Di hadapan wakil rakyat Kapolda meminta agar dilakukan penelitian kepada pesantren tertentu di Poso. Kapolda berharap Pemda memeriksa izin, kurikulum yang diajarkan di pesantren tersebut. Karena ada indikasi mengajarkan paham-paham radikal.

“Saya tidak bisa menyebutkan nama pesantrennya, karena itulah kami meminta Pemda melakukan penelitian terkait izin dan kurikulum serta memberikan pembinaan. Jika doktrinisasi bisa ditekan dan memutus rantai suplai kepada teroris, saya optimis dua atau tiga kali operasi lagi, maka operasi di Poso bisa dihentikan,” tutur Kapolda.

Terkait meninggalnya sejumlah warga sipil beberapa bulan terakhir, Kapolda menegaskan sudah dilakukan pemeriksaan kepada oknum polisi yang melakukan penembakan, bahkan kasusnya berlanjut di Jakarta, mengingat oknum polisi tersebut merupakan BKO (Bantuan Kendali Operasi) dari Jakarta.

Di lain pihak, anggota DPRD Poso dari fraksi Demokrat, Iskandar Lamuka tetap meminta Operasi Tinombala dievaluasi menyeluruh, meskipun Polda Sulteng menyatakan tetap melanjutkan dan mendapat dukungan dari DPRD Sulteng.

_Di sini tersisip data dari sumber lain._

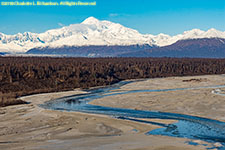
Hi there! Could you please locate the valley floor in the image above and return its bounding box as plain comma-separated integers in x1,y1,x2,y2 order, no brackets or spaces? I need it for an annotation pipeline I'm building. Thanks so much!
0,75,225,150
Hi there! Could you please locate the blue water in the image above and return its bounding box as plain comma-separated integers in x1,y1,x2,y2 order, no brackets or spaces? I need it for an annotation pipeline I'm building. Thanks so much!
41,81,225,149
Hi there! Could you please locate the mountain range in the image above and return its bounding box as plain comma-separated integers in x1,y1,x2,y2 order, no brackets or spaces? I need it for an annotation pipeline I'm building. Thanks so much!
0,17,225,57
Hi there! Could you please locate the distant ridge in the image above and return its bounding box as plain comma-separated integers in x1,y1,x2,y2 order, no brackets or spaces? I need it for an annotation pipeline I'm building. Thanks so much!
0,17,225,56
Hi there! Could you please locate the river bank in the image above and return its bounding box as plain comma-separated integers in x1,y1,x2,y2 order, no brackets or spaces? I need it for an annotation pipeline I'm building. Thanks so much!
0,75,225,150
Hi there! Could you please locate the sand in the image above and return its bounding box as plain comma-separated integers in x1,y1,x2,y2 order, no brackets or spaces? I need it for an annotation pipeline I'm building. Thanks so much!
0,75,225,150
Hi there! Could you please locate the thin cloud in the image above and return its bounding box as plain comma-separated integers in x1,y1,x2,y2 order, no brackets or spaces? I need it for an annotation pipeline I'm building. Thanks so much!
109,13,119,17
58,22,65,27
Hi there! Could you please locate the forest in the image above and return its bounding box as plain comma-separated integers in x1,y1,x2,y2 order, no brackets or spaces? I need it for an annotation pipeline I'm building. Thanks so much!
0,57,225,106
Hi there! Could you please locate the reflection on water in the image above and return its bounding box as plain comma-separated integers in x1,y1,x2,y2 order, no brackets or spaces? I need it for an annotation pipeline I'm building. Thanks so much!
41,81,225,149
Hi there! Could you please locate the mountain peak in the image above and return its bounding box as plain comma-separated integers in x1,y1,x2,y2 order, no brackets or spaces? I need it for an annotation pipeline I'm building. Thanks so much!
82,17,100,24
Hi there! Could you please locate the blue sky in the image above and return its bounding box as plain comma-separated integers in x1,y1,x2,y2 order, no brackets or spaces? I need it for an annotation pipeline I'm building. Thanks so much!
0,0,225,35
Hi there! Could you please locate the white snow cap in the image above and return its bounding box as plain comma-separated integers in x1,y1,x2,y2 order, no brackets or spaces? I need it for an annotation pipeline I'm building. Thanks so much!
0,17,225,52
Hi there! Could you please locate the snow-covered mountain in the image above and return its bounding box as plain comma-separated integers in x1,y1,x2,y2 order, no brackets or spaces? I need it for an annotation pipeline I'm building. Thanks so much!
0,17,225,52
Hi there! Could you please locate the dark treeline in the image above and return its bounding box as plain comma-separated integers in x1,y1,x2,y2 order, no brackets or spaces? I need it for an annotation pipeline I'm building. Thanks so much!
0,57,225,105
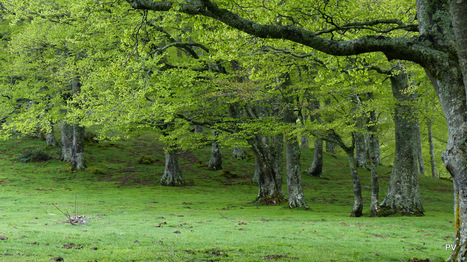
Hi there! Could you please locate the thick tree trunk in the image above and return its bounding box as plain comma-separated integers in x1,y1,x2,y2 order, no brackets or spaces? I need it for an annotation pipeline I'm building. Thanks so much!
160,147,184,186
45,124,58,147
284,107,308,209
380,68,424,216
232,146,246,159
344,149,363,217
355,131,369,169
286,137,309,209
368,111,379,216
414,118,425,175
71,124,86,170
208,132,222,170
60,120,73,162
427,120,438,178
306,138,323,177
370,134,383,165
248,134,284,205
326,141,337,154
300,135,310,149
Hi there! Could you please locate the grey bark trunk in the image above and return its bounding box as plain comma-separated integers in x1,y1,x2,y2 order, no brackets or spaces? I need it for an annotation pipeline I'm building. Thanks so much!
326,141,337,154
368,111,379,216
300,135,310,149
286,137,309,209
208,137,222,170
45,124,58,147
306,138,324,177
344,149,363,217
248,134,284,205
232,146,246,159
355,130,369,169
71,124,86,170
61,121,73,162
414,118,425,175
284,107,308,209
380,67,424,216
427,120,438,178
160,147,184,186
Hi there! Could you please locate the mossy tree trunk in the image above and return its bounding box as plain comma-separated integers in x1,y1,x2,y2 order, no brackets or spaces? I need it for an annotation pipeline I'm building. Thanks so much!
71,124,86,170
380,66,424,216
208,132,222,170
426,119,438,178
248,134,284,205
60,120,73,162
284,106,309,209
45,124,58,147
159,146,184,186
306,138,323,177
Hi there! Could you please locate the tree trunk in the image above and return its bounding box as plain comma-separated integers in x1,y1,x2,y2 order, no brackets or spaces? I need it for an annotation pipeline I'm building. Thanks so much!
286,137,309,209
160,147,184,186
426,120,438,178
368,111,379,216
208,141,222,170
300,134,310,149
208,132,222,170
414,118,425,175
71,124,86,170
380,67,424,216
355,131,369,169
60,120,73,162
344,149,363,217
306,138,324,177
45,124,58,147
248,134,284,205
232,146,246,159
370,134,383,165
284,107,308,209
326,141,337,154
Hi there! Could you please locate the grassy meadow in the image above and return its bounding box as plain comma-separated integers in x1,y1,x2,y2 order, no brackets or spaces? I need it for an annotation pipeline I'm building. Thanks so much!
0,134,454,261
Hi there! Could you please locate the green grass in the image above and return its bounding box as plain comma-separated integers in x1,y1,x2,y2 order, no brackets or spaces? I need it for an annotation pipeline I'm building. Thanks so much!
0,135,454,261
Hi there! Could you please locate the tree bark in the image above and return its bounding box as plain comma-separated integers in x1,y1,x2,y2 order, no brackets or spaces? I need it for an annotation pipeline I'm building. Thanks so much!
232,146,246,159
284,104,308,209
300,134,310,149
326,141,337,154
414,118,425,175
208,132,222,170
248,134,285,205
355,130,369,169
286,137,309,209
306,138,324,177
367,111,379,216
71,124,86,170
380,67,424,216
344,149,363,217
60,120,73,162
45,124,58,147
160,147,184,186
426,120,438,178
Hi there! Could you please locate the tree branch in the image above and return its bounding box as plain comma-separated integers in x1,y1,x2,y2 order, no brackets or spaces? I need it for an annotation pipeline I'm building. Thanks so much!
126,0,444,65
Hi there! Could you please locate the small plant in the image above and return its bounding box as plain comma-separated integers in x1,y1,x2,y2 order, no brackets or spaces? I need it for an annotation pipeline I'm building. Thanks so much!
16,149,52,163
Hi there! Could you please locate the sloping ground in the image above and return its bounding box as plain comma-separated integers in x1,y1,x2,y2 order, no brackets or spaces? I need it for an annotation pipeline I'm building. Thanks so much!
0,134,454,261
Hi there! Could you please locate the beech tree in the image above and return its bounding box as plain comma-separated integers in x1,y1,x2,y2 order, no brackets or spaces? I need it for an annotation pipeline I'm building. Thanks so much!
127,0,467,261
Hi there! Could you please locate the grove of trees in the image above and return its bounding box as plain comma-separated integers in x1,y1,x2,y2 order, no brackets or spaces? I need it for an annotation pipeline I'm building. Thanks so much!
0,0,467,261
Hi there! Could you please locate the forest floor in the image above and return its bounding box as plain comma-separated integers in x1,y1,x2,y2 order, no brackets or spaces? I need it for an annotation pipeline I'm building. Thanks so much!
0,134,454,261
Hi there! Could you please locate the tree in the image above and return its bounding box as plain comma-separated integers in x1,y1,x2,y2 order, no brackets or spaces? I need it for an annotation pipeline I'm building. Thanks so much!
127,0,467,260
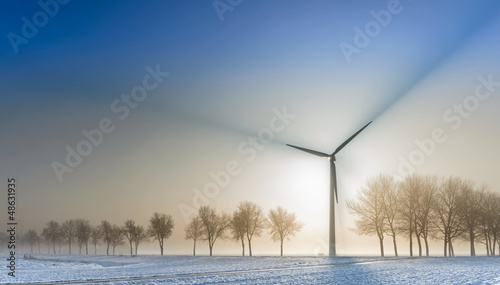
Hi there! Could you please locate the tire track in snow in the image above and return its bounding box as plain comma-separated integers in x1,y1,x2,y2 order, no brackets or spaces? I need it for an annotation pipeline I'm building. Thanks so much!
11,257,421,285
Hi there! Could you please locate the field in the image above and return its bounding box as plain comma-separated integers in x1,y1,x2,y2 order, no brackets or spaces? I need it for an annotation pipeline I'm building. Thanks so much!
0,255,500,285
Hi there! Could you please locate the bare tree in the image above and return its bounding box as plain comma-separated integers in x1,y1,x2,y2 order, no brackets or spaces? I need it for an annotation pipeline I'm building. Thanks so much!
23,229,39,253
74,219,92,254
267,206,304,256
478,192,500,255
100,220,112,255
458,180,486,256
122,220,136,256
110,225,123,255
61,220,76,254
415,176,439,256
148,212,174,255
432,177,462,256
198,206,231,256
184,217,203,256
398,174,423,256
132,226,148,255
379,175,399,256
238,201,266,256
90,226,102,255
229,211,247,256
347,175,388,256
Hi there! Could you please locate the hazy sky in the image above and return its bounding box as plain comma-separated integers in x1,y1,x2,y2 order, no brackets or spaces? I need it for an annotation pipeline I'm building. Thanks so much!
0,0,500,255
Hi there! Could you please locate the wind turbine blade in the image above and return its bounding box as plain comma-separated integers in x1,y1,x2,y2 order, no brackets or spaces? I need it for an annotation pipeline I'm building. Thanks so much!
287,144,329,157
332,121,372,155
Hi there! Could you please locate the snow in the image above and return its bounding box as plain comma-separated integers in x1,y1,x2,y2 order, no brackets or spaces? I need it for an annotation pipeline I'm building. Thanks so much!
0,255,500,285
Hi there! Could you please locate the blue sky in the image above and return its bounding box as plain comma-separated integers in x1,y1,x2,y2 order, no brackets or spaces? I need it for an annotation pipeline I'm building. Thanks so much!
0,0,500,254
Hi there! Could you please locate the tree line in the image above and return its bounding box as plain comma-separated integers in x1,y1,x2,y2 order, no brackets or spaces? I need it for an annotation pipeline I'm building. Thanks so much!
346,174,500,256
16,201,303,256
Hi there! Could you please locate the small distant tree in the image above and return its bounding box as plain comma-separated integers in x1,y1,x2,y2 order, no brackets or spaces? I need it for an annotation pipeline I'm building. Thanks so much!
267,206,304,256
110,225,123,255
347,175,388,256
398,174,424,256
132,226,148,255
479,192,500,255
100,220,113,255
61,220,76,254
132,226,148,255
90,226,102,255
237,201,266,256
458,181,487,256
230,211,247,256
198,206,231,256
75,219,92,254
184,217,203,256
381,175,399,256
148,212,174,255
432,177,463,256
415,176,439,256
23,229,39,253
122,220,136,256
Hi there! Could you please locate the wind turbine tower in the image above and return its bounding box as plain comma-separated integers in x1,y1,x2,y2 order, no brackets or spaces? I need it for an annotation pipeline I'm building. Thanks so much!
287,122,371,256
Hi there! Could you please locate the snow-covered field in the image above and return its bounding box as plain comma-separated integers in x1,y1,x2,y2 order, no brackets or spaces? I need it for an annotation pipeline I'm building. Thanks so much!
0,255,500,285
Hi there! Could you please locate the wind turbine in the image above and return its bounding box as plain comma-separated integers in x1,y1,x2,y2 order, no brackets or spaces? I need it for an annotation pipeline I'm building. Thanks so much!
287,121,372,256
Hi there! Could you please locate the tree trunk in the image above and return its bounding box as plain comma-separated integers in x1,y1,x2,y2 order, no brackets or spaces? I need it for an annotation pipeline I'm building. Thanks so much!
415,233,422,256
410,231,413,256
392,231,398,256
241,238,245,256
424,237,429,256
248,236,252,256
378,235,384,257
469,231,476,256
444,236,448,257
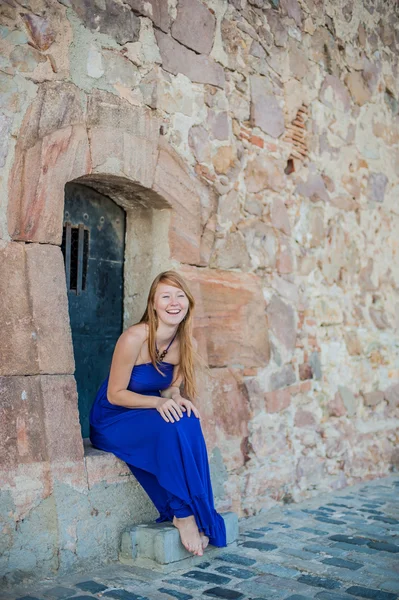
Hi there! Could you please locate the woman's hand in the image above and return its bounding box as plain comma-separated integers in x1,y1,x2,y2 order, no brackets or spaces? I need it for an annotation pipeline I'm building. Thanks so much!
156,398,183,423
175,396,201,419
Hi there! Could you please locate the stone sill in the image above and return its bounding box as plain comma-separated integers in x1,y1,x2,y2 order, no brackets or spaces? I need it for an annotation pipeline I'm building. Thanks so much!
83,438,136,488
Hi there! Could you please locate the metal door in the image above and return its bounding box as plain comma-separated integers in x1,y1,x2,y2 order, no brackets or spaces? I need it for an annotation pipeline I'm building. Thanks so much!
62,183,126,437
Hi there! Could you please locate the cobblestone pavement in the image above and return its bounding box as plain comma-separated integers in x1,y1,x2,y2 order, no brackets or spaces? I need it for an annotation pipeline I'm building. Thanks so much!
0,474,399,600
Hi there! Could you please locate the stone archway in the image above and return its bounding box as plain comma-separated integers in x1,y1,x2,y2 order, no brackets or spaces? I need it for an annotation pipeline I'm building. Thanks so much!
3,83,219,486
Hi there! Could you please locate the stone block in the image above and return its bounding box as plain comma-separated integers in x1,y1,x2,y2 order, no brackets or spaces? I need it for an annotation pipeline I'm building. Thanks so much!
120,512,238,565
126,0,172,32
71,0,140,44
40,375,83,468
0,242,39,375
180,267,270,367
87,90,159,188
362,390,384,406
245,155,285,193
319,75,351,112
267,294,296,352
8,125,90,244
152,144,202,265
0,376,46,470
172,0,216,54
155,31,225,88
26,244,75,374
250,75,285,138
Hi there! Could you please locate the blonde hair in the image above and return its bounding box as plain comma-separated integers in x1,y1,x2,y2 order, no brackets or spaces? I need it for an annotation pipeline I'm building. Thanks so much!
140,271,202,400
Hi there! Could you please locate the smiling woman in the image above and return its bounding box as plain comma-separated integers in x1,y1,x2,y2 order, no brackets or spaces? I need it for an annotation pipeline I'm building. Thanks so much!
90,271,226,556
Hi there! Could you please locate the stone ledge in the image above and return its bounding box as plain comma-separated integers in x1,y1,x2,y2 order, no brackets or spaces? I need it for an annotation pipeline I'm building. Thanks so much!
119,512,238,565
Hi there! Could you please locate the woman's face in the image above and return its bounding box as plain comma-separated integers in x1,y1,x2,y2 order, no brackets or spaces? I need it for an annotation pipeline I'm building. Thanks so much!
154,283,189,325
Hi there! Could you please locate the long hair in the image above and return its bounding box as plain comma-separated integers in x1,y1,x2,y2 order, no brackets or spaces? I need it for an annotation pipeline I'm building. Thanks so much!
140,271,201,400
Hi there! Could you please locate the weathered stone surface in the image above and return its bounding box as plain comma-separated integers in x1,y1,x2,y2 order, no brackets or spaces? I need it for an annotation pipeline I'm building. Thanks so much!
245,154,285,193
26,244,75,374
209,231,251,271
367,173,388,202
319,75,351,112
265,388,291,413
172,0,216,54
337,385,358,417
8,125,90,244
266,9,288,48
327,392,346,417
362,391,384,406
188,125,211,163
369,306,391,329
0,114,12,168
207,109,229,141
179,267,270,367
344,331,362,356
18,82,84,150
153,146,201,264
71,0,140,44
22,13,55,50
294,408,316,427
0,241,39,375
345,71,371,106
384,383,399,408
87,90,159,188
155,31,225,87
270,364,296,390
280,0,302,27
250,75,284,138
40,375,83,464
299,363,313,381
267,294,296,352
0,376,47,469
10,46,47,73
126,0,172,32
295,171,329,202
271,198,291,235
212,146,236,175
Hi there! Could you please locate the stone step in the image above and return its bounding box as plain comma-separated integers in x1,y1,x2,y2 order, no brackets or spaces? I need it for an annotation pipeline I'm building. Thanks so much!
119,512,238,565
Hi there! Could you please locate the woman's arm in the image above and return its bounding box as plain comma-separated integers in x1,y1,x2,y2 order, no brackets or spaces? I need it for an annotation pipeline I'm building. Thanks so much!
107,327,160,408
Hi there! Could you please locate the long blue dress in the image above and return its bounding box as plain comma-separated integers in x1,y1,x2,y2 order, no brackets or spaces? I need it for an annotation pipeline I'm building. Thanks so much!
90,352,227,547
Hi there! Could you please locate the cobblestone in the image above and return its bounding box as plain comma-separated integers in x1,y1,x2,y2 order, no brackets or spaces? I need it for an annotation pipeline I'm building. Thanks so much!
0,475,399,600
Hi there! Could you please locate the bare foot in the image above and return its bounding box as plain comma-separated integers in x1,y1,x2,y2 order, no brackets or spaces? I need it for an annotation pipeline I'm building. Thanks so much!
173,515,204,556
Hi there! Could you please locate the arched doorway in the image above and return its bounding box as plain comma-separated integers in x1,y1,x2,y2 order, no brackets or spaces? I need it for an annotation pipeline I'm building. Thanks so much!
61,183,126,437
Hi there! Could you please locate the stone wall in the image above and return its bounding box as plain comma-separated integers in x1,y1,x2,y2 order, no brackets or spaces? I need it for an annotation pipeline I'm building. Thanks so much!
0,0,399,580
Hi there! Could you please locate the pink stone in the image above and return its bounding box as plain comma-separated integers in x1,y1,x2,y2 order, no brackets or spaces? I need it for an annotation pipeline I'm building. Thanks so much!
153,144,202,264
22,13,55,50
40,375,83,463
26,244,75,374
294,408,316,427
362,390,384,406
319,75,351,112
267,295,296,351
265,388,291,413
172,0,216,54
155,30,225,88
179,266,270,367
245,154,285,193
0,242,39,375
250,75,285,138
271,198,291,235
327,392,346,417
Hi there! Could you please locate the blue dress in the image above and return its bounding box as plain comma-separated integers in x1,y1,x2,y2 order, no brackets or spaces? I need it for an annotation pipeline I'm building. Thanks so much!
90,354,227,547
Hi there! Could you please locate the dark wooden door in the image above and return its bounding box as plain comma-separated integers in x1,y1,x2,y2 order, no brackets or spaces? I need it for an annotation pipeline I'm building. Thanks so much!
62,183,126,437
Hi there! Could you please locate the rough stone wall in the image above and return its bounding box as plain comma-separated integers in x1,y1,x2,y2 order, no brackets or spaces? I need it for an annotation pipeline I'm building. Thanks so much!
0,0,399,577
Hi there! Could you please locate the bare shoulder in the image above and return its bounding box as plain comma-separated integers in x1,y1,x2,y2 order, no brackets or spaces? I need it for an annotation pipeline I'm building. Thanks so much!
118,323,148,351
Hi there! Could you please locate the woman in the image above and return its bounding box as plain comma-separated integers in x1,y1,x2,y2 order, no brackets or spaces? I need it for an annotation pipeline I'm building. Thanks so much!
90,271,226,556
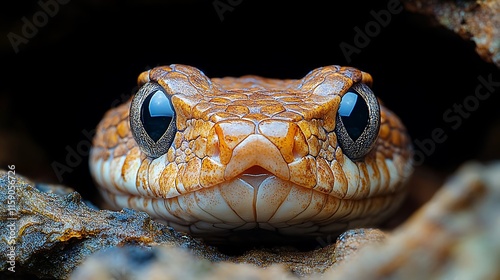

“Perlu evaluasi menyeluruh karena sudah cukup lama masyarakat mengalami penderitaan. Kalau melihat masyarakat sipil yang menjadi korban, jumlah terus bertambah. Operasi Tinombala dampaknya sangat besar kepada masyarakat, baik sacara fisik, psikis dan ekonomi,” tegas Iskandar.

DPRD Poso juga meminta penegakan hukum kepada oknum polisi yang menembak warga sipil dilakukan secara cepat, tepat dan transparan, terutama yang menimpa tiga warga sipil terakhir. Jangan terlalu lama, karena akan berdampak pada kepercayaan masyarakat.

“Kita cinta polisi, TNI. Ini berkaitan dengan kepercayaan kepada lembaga itu, maka penegakan hukumnya harus cepat dan berlarut,” tegasnya.

Meskipun Operasi Tinombala tetap dilanjutkan, DPRD Poso tetap pada pendiriannya meminta dilakukan evaluasi menyeluruh pelaksanaan Operasi Tinombala di Kabupaten Poso.